Depuis l’antiquité, on supposait que la catégorisation repose sur un modèle des conditions nécessaires et suffisantes qui part du fait que les catégories sont des entités discrètes et que chaque concept a une signification précise exprimée en termes de conditions nécessaires et suffisantes pour l’appartenance à la catégorie en question. Ce modèle connaît de nombreuses difficultés et a été remplacé par la Théorie standard des prototypes. Celle-ci est basée sur les recherches psychologiques récentes dans le domaine de la catégorisation. Le prototype est le meilleur exemplaire de la catégorie et il est défini de façon statistique par la fréquence avec laquelle il est cité. Par exemple, le moineau est le prototype de l’oiseau et la plupart des gens vont penser à lui lorsqu’ils entendent le mot oiseau.. La théorie standard du prototype repose sur un certain nombre d’hypothèses (idem, 387) :

  • Toute catégorie a une structure interne prototypique.
  • Un exemplaire de la catégorie est représentatif à proportion de son degré d’appartenance à la catégorie.
  • Les frontières des catégories sont floues.
  • Les membres d’une catégorie sont liés par la notion de la ressemblance de famille 35 (Wittgenstein, 1953).
  • La décision quant à l’appartenance d’un objet à une catégorie donnée se fait sur la base du degré de la similarité entre l’objet en question et le prototype de la catégorie.
  • L’appartenance ne se fait pas de façon analytique, en comparant chacune des propriétés de l’objet à chacune des propriétés du prototype, mais de façon globale.
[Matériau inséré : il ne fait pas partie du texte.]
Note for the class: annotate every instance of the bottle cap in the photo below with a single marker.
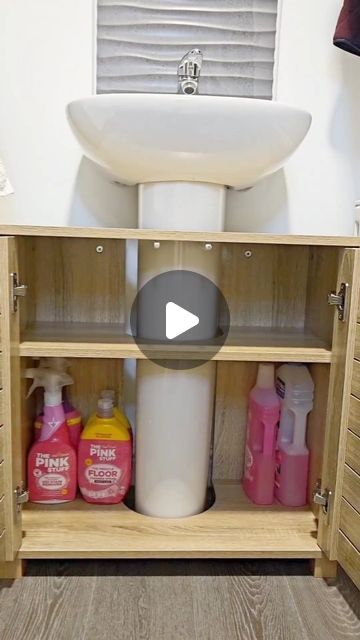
(265, 377)
(108, 393)
(105, 408)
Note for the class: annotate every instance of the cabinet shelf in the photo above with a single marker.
(96, 340)
(232, 528)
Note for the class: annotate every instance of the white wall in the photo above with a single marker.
(316, 191)
(46, 60)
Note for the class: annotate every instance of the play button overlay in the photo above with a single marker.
(179, 319)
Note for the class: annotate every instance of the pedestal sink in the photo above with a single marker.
(182, 151)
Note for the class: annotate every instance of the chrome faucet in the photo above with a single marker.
(189, 72)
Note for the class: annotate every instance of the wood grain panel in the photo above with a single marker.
(2, 547)
(354, 415)
(355, 383)
(349, 558)
(233, 384)
(343, 343)
(350, 523)
(65, 276)
(357, 342)
(233, 528)
(352, 455)
(1, 443)
(226, 237)
(11, 395)
(278, 297)
(100, 340)
(316, 426)
(322, 278)
(2, 479)
(351, 487)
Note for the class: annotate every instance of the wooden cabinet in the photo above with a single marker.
(277, 289)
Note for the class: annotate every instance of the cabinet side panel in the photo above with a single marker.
(343, 342)
(11, 397)
(266, 288)
(322, 279)
(74, 279)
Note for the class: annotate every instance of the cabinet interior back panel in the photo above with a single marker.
(140, 42)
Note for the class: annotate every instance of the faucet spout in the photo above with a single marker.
(189, 72)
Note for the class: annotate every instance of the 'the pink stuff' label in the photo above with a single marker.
(104, 470)
(52, 474)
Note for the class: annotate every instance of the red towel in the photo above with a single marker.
(347, 34)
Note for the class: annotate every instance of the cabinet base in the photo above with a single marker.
(232, 528)
(12, 570)
(324, 568)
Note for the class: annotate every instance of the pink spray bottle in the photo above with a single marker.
(52, 464)
(263, 419)
(72, 415)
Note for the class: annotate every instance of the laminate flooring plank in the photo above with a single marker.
(177, 600)
(53, 606)
(261, 604)
(324, 612)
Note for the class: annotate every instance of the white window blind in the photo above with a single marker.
(140, 42)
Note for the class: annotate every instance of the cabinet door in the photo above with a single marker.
(10, 399)
(339, 528)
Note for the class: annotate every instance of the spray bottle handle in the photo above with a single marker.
(269, 439)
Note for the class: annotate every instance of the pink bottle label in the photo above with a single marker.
(259, 466)
(104, 470)
(52, 473)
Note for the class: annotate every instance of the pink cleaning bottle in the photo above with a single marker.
(295, 388)
(263, 419)
(52, 464)
(72, 415)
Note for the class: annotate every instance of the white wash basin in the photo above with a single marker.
(142, 138)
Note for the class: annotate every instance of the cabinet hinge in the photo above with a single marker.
(21, 496)
(18, 290)
(340, 300)
(322, 497)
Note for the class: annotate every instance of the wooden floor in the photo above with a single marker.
(177, 600)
Mais cette théorie rencontre un certain nombre de difficultés, qui viennent du fait qu’elle interdit la possibilité de l’universalité de certaines propriétés pour tous les membres de la catégorie. Pour la sauver on a proposé une nouvelle version de la théorie de Théorie des prototypes (version étendue). On y considère que les catégories sont plus ou moins prototypiques, c’est-à-dire on applique la théorie des prototypes aux catégories elles-mêmes. Cela veut dire que certaines catégories sont de meilleurs exemplaires, de meilleurs prototypes de ce qu’est une catégorie prototypique que d’autres. On doit abandonner la notion du prototype comme meilleur exemplaire de chaque catégorie dont l’image mentale constituerait la signification du terme correspondant. Par conséquent, le prototype devient un phénomène d’usage et il n’est plus toujours le meilleur exemplaire de la catégorie dans le jugement des locuteurs (Moeschler & Reboul, 1994, 391).

On a donc dû trouver un autre moyen d’aborder le phénomène de la catégorisation. Dans son livre de 1987, Lakoff fait appel aux Modèles cognitifs idéalisés (Idealised cognitive models). Ils sont dirigés par quatre principes :

  1. Le principe des structures propositionnelles, qui correspond à des modèles du type de celui des conditions nécessaires et suffisantes : l’existence d’un ensemble de propriétés communes à tous les membres de la catégorie ;
  2. Le principe des structures à schéma d’images, qui intègre les images mentales au processus de catégorisation
  3. Le principe des extensions métaphoriques qui intègre les processus métaphoriques au processus de catégorisation
  4. Le principe des extensions métonymiques qui intègre les processus métonymiques au processus de catégorisation

On ne discutera pas des inconvénients de ce modèle pour l’étude de la catégorisation, puisque ce n’est pas du tout l’objectif de notre thèse. Mais les Modèles cognitifs idéalisés insistent sur deux phénomènes qui, selon les cognitivistes, règlent notre conceptualisation du monde. Il s’agit de la métaphore et de la métonymie. C’est surtout le premier phénomène qui nous intéresse ici, car les linguistes d’orientation lakovienne s’en servent pour expliquer les usages polysémiques des prépositions.

Notes
35.

N’importe quel membre d’une famille donnée partage au moins une de ses caractéristiques avec au moins un autre membre de cette famille.